Burnt tissues are not only obviously damaged, but are also prone to be infected, so that the recognition of pathogen-associated molecular patterns (PAMPs) and DAMPs is readily active, thus activating dendritic cells (DCs), monocytes and neutrophils to produce a vast array of both proinflammatory and antinflamatory cytokines as well as chemokines (116) that orchestrate the recruitment and activation of many leukocytes. Pro-inflammatory cytokines produced by such cells include TNFα, IL-6, IL-12 and IL-1β, while they also produce the anti-inflammatory cytokines IL-10 and TGF-β (117). Activated DCs, monocytes and macrophages locally process phagocytosed antigens for their display in major histocompatibility (MHC) class II molecules, to activate both an exacerbated Th17 and a late regulatory Th2-immune response (118).

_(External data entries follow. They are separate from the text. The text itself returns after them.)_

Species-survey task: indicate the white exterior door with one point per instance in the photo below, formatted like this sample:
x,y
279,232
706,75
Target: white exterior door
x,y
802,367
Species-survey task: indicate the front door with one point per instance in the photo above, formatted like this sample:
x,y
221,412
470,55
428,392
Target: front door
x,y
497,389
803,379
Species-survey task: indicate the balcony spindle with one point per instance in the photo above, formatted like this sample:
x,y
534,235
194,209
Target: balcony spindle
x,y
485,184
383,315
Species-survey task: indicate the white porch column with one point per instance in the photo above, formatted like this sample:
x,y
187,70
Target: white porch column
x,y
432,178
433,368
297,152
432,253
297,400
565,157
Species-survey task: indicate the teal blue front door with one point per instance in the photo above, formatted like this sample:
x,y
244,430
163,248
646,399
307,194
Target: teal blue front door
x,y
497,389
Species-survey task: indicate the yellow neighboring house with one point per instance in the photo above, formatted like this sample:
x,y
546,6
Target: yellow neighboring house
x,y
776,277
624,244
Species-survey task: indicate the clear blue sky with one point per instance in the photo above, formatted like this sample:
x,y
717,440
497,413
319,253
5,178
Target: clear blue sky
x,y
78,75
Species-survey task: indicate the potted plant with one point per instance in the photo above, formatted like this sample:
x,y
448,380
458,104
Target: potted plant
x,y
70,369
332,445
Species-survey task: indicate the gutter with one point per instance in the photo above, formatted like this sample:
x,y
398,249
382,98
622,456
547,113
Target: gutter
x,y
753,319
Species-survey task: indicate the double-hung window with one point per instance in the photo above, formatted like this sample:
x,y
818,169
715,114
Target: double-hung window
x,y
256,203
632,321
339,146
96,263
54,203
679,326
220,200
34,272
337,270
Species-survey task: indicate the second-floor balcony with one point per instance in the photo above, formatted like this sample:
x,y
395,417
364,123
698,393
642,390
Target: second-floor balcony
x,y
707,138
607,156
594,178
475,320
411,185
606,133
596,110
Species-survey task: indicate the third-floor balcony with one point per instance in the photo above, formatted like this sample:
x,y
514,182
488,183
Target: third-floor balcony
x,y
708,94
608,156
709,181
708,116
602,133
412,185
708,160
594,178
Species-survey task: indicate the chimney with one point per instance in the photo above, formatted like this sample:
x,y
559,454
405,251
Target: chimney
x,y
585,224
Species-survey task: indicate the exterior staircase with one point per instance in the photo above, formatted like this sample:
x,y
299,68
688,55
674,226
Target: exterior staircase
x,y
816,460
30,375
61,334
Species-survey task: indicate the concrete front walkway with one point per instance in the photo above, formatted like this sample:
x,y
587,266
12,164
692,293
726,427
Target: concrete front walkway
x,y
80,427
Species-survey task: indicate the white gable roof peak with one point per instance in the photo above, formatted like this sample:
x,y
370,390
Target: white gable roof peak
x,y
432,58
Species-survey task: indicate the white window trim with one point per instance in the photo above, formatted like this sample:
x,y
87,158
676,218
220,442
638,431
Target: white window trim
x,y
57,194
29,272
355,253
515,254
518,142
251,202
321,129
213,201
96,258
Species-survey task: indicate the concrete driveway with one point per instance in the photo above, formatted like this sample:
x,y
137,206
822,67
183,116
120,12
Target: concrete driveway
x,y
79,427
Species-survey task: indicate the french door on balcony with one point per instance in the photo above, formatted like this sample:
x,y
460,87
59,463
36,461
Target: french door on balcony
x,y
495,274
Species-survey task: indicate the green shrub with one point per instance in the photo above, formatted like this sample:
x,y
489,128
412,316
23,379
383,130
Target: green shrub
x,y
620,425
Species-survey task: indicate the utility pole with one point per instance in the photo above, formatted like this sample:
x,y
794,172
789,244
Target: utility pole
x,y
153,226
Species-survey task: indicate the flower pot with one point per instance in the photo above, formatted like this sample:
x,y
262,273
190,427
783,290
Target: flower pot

Through the release of IL-17, Th-17 cells induce the recruitment and activation of neutrophils, with aims to control the propagation of microbes and clean necrotic debris as early as 3 hours post-burn (119). In the first week, pro-inflammatoy cytokines such as TNFα, IL-6, IL-8, IL-1β along with anti-inflammatory cytokines such as IL-10 are increased (120), nonetheless, a predominant Th2-type arises later, as to orchestrate tissue scarring and healing (118). While this is a good way to restrain damage progression in many tissues, enhanced fibrosis in the kidneys may lead to CKD.
6. Conclusions
Nephrolithiasis is an increasingly common disease that is very diverse in its clinical presentations, which compels the use of different clinical approaches. However, most kidney stones are treated with either SWL or ILL, both being effective and non-invasive therapies. Although these therapeutic approaches are considered to be relatively safe, they are prone to produce mechanical and thermal damage to the renal tissues, as well as ischemia, which further enhances damage through the induction of an interesting inflammatory response.
Much research about the roles of inflammatory mediators in such therapy is needed in order to understand its pathophysiological mechanisms. In that way, a pharmacological approach may be taken to limit the extent of damage induced by lithotripsy, and thus enhance the ability of this therapy to heal nephrolithiasis and avoid AKI. Also, the potential role of lithotripsy in the induction of CKD has been neglected, in such a way that there are no studies regarding the long-term effects of such therapy, much less, studies that analyze the role of inflammation in the production of such pathology. It is a rather unlikely scenario, but it should not be ruled out, especially considering that very few studies show its implications in CKD production.
As to the question if lithotripsy is a friend or a foe, it is clearly a friend, as it has a proven efficacy in the management of nephrolithiasis. Nonetheless, the oxidative stress that arises as a consequence of such therapy has to be managed, and perhaps an effective way to do it is to control inflammation during the process. In regards to such an inflammatory response, it seems clear the intimate involvement of innate immunity, as neutrophils and macrophages appear to play an important role in damage induction. At the same time, Tregs also seem to play an important role in such cells-derived damage mitigation. These data render macrophages and neutrophils as plausible targets to dampen inflammation, whereas Treg-induction may be a central piece to such strategy.
7. Acknowledgements
All the authors wish to thank Sociedad Española de Beneficencia (Pachuca, Hidalgo) for funding the publication of this article. Moreover, Lucero A. Torres-Alarcón, Mario F. Gómez-Núñez, Mariel Castillo-López and César D. Sánchez-Hernández wish to thank the scholarship they receive from such Institution.
8. Conflicts of interest: none of the authors have any conflict of interest to declare.